This soft-margin contraint can be compactly written as:

\[y_i (\mathbf{w}^\top \mathbf{x}_i + b) \geq 1 - \xi_i\]

Notice that now our constraint is now loosened by its misclassified distance.

Since now we have two things to minimize, the original objective in addition to the sum of the slack variables, so we solve the following minimization problem:

$$ \min_{\mathbf{w}, b, \xi} \frac{1}{2} \lVert \mathbf{w} \rVert^2 + C \sum_{i=1}^{n} \xi_i \quad s.t.\quad y_i (\mathbf{w}^\top \mathbf{x}_i + b) \geq 1 - \xi_i, \quad \xi_i \geq 0 $$

where $C$ is a hyperparameter that controls the trade-off between having a large, complex model (added $\xi_i$) and allowing more mistakes.

This $C$, much like a regularization variable, is chosen by cross-validation.

With a huge $C$, we are essentially solving a hard-margin problem.
- Because in attempt to minimize the slack sum with a huge $C$, we will end up allowing slacks of near-zero values which is as rigid as a hard-margin.
With a small $C$, we are giving more rooms for slack during the minimization.

SVC as an Inner Product

SVM optimization problem can be solved by Lagrange multiplier method.

Which leads to a inner product representation of the SVC.

Long story long

We have the objective function to minimize and a constraint function.

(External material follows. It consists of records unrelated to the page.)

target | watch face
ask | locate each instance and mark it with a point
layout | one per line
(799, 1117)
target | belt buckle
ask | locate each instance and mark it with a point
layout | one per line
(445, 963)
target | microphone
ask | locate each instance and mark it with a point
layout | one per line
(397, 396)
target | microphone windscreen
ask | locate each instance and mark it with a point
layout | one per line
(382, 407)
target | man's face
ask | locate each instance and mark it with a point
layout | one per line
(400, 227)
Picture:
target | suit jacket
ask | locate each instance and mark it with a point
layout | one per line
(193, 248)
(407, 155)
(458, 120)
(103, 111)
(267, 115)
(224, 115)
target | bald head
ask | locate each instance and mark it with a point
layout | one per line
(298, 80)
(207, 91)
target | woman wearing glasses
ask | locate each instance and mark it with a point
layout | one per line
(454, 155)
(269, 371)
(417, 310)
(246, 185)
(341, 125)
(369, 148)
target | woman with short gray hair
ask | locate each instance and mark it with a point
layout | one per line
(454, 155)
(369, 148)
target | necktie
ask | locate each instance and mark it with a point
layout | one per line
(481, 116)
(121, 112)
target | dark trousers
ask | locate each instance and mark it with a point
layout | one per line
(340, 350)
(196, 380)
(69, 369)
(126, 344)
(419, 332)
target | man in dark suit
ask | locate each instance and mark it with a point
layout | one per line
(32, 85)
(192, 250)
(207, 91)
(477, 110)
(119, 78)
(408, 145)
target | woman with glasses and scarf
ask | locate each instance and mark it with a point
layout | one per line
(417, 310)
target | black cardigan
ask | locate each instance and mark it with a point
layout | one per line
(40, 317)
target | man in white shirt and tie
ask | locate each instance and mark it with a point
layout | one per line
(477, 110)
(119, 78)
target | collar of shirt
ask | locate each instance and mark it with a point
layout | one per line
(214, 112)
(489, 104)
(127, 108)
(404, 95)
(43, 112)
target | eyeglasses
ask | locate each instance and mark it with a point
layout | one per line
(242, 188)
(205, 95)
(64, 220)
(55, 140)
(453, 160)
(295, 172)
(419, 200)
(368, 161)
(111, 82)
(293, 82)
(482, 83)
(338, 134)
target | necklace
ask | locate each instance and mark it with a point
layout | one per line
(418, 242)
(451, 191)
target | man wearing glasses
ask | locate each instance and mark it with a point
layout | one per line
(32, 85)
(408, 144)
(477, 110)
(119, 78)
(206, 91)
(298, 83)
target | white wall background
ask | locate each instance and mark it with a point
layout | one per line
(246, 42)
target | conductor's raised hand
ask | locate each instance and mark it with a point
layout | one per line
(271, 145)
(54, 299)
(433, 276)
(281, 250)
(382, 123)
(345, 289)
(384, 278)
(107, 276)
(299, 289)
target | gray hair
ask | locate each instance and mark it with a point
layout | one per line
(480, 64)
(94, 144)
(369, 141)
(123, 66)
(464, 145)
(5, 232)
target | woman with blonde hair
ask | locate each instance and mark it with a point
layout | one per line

The objective function is bound to the constraint, meaning it’s gotta touch the constraint function at some point.

At this tangent point, the gradient of the objective function and the gradient of the constraint function are parallel (may be different directions and magnitudes, but on a same line).

Lagrange multiplier is a $\lambda$ multiplied to the constraint gradient to make it identical to the objective gradient.

The objective, constraint, and the Lagrange multiplier are combined to form a Lagrangian function, and we try to minimize this Lagrangian.

For the optimal solution, just like any minimization, we just solve for when the gradient of the Lagrangian is zero.

This Lagrangian is the called the primal form of the optimization problem, or primal problem. There is actually a dual form of the optimization problem.

This is a very rough idea of what’s going on.

The objective function and the multipliers kind of fight each other just like models with regularization fight between the objective and the penalty.

In the primal sense, we try to minimize the Lagrangian by minimizing over original variables. But we could achieve the same by maximizing over the multipliers.

Why the hell do we do this? Because turns out the dual form for SVM linear support vector classifier can be computed simply with inner products of the observations $\langle \mathbf{x}_i, \mathbf{x}_j \rangle$.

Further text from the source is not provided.